Issues for Louisiana translator include enquiries into antenna type and questions about character

W234DH, translators, Crocodile Broadcasting Corp., translator interference
W234DH’s signal pattern

The renewal of a Baton Rouge, La., translator is pitting one FM station against one another over issues of interference and whether or not the translator is operating within the parameters of its license.

In July 2020, the licensee Radio & Investments Inc. (R&I) — licensee of station KDDK(FM) in Addis, La. —  submitted an instant Petition to Deny over the application renewal status of an FM translator.

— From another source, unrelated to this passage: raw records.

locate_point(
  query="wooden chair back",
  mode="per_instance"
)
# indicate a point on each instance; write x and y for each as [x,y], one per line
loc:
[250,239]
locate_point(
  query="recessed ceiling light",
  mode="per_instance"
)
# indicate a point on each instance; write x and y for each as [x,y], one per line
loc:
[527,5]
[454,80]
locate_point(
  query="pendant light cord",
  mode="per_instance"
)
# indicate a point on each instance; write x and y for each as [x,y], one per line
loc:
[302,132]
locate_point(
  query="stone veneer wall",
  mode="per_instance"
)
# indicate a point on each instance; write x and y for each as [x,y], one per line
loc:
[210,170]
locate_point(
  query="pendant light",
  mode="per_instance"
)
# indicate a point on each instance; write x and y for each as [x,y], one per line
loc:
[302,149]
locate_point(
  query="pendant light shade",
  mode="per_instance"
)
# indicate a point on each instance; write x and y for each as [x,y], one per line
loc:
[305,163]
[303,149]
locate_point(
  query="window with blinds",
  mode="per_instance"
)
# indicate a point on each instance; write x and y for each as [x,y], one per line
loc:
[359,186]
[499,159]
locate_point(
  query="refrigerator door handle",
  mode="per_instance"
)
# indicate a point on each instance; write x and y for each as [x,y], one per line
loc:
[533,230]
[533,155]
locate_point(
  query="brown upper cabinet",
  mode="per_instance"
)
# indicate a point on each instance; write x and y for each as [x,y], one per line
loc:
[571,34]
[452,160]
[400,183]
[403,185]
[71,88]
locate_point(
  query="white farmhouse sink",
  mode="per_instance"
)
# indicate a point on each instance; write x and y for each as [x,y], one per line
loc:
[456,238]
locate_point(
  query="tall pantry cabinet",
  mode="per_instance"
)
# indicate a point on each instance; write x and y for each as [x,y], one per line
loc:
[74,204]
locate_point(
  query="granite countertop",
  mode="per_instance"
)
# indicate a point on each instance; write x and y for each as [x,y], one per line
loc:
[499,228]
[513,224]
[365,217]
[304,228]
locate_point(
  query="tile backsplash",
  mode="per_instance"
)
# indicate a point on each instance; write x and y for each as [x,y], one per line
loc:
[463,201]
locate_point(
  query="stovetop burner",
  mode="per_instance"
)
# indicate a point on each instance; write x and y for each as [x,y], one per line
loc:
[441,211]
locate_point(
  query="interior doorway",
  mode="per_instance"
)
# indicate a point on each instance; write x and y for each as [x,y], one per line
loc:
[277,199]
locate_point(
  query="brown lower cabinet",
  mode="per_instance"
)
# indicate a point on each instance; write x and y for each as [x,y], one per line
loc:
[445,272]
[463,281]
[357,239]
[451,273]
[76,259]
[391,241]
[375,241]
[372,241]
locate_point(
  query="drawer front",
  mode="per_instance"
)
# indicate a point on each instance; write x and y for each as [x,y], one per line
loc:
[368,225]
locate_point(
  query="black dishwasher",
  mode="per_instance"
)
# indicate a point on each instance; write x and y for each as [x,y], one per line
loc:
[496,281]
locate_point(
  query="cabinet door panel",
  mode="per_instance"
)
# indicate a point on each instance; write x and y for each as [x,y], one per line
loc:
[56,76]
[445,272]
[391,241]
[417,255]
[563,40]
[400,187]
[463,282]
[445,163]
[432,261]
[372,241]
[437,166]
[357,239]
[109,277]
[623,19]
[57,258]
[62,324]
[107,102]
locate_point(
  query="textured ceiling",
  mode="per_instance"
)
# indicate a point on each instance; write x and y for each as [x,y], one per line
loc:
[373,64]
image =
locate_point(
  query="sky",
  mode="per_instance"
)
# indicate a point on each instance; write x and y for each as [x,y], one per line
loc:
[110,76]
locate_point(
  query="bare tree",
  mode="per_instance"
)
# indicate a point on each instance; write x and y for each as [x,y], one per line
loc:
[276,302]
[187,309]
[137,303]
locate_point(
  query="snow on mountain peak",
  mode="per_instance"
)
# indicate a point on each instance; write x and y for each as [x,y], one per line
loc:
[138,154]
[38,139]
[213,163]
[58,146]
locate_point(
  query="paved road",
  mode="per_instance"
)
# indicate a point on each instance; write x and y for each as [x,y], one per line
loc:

R&I said that FM translator W234DH, licensed to Crocodile Broadcasting Corp. (and bundled in with the renewal application of Crocodile station KGLA(AM) in Norco, La.), should be flagged by the FCC for several irregularities — including the claim that Crocodile had not yet finalized construction of the FM translator’s facilities when it specified and that the installed antenna was not directional as was authorized under its license.

[Read: Battle Lines Are Drawn in Translator Interference Rules Order]

Subsequent research also suggested that the W234DH translator is operating as much as 40 times over its minima, a source said.

An engineering statement submitted with the petition said that the facility is not operating consistent with its license. According to R&I, a 16.1 dB difference between the authorized output power and the observed output power indicates that W234DH’s signal strength in Baton Rouge is many times more than it should be.

“It is clear that there is a consistent pattern demonstrated by Crocodile to ignore the commission’s rules,” R&I said in its filing.

In its filing, R&I pointed to the commission’s reliance on character as a key element of licensing. “In light of the licensee’s execution of the renewal application, which did not reveal that the constructed facility was once again at variable with its license, Crocodile would be hard pressed to make the argument that it did not have intent,” R&I said.

Crocodile responded by rejecting the bulk of R&I’s petition, saying that R&I’s petition was defective and without merit for several reasons. Crocodile said that the filing was untimely because it had been filed more than two months after the filing deadline. The licensee also said that R&I’s claims that W234DH is operating at power in excess than authorized is false. R&I is relying on faulty field strength measurements, Crocodile said in its filing.

Crocodile also defended its character by saying that R&I failed to provide any factual evidence that Crocodile was attempting to deceive the commission.

An attorney representing Crocodile told Radio World that they did not wish to comment on the proceedings beyond what has been filed with the commission.

In May 2019, the FCC released new guidelines for resolving FM translator interference complaint issues such as these, though some stakeholders have expressed concern about the ways in which the commission determines interference.